Business Intelligence Data Storage Architecture

Key Points

For the vast majority of business intelligence projects, an off the shelf standard RDBMS is sufficient for building data marts and data warehouses
Business intelligence user tools often query analytical data stores and do not interact directly with the RDBMS data warehouse layer. However, an RDBMS layer is still the most robust mechanism for preserving data integrity and historical information
In the early stages of a BI strategy you will spend the majority of your development time doing ETL. A specialist ETL tool will ensure the work is performed as efficiently as possible.
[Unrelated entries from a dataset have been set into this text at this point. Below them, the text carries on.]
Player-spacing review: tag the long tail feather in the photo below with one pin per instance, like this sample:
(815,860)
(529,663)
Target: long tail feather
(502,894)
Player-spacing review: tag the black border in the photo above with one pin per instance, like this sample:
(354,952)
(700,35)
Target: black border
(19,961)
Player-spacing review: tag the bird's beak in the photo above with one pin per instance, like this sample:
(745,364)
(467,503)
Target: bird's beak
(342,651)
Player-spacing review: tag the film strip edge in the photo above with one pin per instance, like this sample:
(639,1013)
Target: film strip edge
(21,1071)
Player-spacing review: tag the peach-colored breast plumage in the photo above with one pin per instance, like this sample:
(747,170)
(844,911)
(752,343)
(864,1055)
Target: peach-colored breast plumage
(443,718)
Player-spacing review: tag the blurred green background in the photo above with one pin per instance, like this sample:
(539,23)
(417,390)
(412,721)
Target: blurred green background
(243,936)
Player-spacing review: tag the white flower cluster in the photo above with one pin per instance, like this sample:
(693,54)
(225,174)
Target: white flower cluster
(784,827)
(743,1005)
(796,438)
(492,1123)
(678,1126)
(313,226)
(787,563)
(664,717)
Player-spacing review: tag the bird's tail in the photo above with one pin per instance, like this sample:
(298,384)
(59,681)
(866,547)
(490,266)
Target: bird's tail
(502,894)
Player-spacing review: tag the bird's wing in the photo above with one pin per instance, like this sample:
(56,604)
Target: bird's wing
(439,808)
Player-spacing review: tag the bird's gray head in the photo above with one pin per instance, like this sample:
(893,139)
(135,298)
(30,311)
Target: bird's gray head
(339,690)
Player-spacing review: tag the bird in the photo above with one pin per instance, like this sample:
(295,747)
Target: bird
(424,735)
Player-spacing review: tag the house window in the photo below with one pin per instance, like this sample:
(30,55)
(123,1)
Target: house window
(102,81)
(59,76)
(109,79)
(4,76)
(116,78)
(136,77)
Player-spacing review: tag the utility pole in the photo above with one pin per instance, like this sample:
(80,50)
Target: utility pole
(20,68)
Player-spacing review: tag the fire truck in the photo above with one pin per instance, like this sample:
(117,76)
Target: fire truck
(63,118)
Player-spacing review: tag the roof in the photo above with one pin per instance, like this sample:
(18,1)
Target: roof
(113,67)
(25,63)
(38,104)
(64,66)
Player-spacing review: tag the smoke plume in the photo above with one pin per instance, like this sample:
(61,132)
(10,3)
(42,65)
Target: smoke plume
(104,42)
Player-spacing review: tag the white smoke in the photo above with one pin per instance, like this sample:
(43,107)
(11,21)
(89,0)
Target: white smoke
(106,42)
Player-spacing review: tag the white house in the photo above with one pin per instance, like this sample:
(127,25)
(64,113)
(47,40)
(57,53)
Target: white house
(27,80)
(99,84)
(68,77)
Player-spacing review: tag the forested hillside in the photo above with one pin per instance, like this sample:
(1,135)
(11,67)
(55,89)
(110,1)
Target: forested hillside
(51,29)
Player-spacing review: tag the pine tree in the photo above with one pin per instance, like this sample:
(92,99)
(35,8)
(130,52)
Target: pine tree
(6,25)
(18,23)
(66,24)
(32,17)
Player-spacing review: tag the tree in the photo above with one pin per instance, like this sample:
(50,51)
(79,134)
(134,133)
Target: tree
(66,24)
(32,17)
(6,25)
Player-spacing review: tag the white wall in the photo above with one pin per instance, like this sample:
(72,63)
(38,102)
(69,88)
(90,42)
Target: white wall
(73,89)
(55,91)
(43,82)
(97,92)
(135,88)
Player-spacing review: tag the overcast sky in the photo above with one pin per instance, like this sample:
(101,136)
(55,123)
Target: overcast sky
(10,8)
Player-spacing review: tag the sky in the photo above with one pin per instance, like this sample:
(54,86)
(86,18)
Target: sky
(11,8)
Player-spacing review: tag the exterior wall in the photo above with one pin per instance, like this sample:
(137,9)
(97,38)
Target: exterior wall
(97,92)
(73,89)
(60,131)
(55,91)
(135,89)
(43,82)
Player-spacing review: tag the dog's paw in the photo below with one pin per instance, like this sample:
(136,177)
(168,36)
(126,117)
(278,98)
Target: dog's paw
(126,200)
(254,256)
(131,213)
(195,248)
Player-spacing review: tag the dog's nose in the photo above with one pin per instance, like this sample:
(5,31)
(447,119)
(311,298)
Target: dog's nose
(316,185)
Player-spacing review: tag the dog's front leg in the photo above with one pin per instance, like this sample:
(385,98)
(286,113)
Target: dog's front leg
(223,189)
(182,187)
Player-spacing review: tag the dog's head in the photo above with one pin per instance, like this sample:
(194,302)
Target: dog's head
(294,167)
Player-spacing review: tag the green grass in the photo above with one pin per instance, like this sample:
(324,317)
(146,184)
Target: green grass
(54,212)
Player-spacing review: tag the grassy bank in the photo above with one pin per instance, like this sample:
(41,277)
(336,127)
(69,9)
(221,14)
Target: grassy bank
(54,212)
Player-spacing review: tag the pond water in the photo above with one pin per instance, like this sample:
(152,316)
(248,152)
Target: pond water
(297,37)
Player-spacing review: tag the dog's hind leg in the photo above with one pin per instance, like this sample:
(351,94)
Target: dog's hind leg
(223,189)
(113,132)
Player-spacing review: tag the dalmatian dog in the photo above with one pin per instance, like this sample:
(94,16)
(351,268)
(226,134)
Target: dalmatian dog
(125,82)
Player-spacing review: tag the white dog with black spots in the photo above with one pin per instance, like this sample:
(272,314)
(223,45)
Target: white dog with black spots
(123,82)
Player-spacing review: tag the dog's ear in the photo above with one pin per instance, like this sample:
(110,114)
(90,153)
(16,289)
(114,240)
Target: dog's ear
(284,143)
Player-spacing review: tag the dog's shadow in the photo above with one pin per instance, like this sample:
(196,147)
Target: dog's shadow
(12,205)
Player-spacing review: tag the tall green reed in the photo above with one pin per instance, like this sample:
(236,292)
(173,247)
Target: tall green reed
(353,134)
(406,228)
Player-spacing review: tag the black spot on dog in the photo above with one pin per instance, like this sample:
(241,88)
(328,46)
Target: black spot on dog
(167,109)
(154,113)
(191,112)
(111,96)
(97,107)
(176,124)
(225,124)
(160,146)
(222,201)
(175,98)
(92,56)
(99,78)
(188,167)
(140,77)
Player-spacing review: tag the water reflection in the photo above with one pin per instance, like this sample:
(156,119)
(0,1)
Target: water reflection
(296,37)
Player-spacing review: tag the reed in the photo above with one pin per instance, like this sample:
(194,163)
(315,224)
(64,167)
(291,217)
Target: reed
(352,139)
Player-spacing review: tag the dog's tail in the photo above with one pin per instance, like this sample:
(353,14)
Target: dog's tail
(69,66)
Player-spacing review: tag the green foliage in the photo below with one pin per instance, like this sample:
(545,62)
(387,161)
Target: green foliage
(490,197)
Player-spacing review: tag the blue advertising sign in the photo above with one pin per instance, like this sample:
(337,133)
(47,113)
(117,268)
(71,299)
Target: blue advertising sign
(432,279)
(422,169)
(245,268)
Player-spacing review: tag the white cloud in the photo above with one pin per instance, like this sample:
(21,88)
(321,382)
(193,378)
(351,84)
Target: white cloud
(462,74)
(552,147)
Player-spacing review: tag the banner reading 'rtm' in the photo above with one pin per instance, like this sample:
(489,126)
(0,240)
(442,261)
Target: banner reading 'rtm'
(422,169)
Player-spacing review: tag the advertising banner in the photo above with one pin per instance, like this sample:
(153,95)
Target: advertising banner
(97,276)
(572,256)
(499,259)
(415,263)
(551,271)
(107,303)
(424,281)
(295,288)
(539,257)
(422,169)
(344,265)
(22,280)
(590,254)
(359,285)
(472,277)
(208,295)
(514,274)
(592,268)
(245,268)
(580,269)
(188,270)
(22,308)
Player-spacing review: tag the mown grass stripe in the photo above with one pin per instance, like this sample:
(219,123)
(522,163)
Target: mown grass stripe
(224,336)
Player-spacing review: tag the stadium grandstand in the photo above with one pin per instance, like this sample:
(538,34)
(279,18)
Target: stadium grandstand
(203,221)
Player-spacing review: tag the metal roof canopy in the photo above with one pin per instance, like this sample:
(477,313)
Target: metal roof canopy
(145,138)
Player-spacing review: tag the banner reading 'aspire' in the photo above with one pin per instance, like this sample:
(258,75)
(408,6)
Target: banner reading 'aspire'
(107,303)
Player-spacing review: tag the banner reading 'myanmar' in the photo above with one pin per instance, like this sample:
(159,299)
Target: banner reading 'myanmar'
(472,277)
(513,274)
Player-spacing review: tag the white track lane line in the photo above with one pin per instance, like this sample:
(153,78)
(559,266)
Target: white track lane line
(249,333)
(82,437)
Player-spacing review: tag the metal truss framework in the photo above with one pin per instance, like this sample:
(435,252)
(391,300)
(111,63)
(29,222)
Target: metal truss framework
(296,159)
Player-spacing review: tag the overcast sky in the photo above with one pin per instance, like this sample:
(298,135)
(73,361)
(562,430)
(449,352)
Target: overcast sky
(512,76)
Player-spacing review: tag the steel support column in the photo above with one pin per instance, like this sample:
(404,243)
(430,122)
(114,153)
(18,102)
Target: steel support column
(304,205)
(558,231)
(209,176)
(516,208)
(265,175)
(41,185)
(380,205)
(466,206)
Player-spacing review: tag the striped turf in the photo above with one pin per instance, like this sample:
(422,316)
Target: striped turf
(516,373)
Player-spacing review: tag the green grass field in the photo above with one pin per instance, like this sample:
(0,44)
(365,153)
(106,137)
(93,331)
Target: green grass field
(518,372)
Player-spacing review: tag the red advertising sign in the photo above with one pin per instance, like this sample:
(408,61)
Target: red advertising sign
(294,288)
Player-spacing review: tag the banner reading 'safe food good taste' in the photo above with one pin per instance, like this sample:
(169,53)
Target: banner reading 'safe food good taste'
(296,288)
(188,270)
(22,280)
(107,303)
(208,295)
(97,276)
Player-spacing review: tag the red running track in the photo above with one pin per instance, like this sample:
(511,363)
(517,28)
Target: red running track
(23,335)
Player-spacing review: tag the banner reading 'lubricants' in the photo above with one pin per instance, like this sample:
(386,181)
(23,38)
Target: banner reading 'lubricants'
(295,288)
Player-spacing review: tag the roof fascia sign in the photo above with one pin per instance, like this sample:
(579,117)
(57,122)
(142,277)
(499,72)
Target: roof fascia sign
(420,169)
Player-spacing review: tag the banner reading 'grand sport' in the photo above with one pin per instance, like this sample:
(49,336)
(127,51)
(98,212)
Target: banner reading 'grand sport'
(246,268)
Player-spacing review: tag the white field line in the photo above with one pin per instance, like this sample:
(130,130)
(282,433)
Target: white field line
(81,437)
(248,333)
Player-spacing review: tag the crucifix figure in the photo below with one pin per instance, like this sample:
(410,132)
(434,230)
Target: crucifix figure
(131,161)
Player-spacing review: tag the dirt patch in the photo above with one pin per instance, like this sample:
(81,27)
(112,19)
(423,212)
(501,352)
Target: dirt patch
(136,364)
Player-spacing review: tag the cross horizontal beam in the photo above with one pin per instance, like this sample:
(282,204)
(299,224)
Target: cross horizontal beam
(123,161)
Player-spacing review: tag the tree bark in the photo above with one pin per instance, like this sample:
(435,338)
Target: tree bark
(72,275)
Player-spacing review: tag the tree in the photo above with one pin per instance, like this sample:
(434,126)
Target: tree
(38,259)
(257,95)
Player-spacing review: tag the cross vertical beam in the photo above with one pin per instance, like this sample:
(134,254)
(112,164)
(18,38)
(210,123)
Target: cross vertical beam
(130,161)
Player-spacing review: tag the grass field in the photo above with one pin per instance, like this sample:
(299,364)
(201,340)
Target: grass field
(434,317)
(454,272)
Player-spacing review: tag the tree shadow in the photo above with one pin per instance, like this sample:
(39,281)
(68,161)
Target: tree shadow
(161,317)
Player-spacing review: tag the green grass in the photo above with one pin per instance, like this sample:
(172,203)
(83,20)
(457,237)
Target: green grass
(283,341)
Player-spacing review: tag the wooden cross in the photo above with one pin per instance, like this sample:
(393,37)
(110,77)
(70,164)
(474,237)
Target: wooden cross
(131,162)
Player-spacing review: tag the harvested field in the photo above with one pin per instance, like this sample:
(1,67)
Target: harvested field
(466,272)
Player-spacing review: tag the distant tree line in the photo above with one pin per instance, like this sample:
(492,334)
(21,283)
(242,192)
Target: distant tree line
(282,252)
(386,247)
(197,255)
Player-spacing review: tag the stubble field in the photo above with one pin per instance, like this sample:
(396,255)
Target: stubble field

You will typically require three layers of accessible data storage for your BI solutions: operational (primary) data storage; data warehouse/historical storage; and analytical databases. In addition, you will require an ETL tool to move data between each of the layers.

Data storage architecture

You will typically require three layers of accessible data storage for your business intelligence solutions: primary data storage; data warehouse/historical storage; and analytical databases. In addition, you will require an ETL tool to move data between each of the layers.

Data sources (primary data storage)

The first layer is comprised of source systems that hold the primary data. I use the term primary data to emphasise that the systems are the original source of the data rather than being comprised of data collected from other systems. Examples might include ERP systems, semi structured data like spreadsheets or other documents, and external sources like web services or subscriptions.
Where the BI solution requires near-real-time data you may point your BI user tools and applications directly at these primary data sources.
In addition to real-time capability, an advantage of using the source systems directly is that you do not have to replicate the data to a data warehouse, which can be time consuming. Of course, a data warehouse has many advantages that you do not get with this approach.
The technology strategy should identify appropriate tools to extract data from these data sources. We should also provide guidance as to when it is appropriate to move data directly from the source system to the end user tool, and when it should be via the data warehouse layer.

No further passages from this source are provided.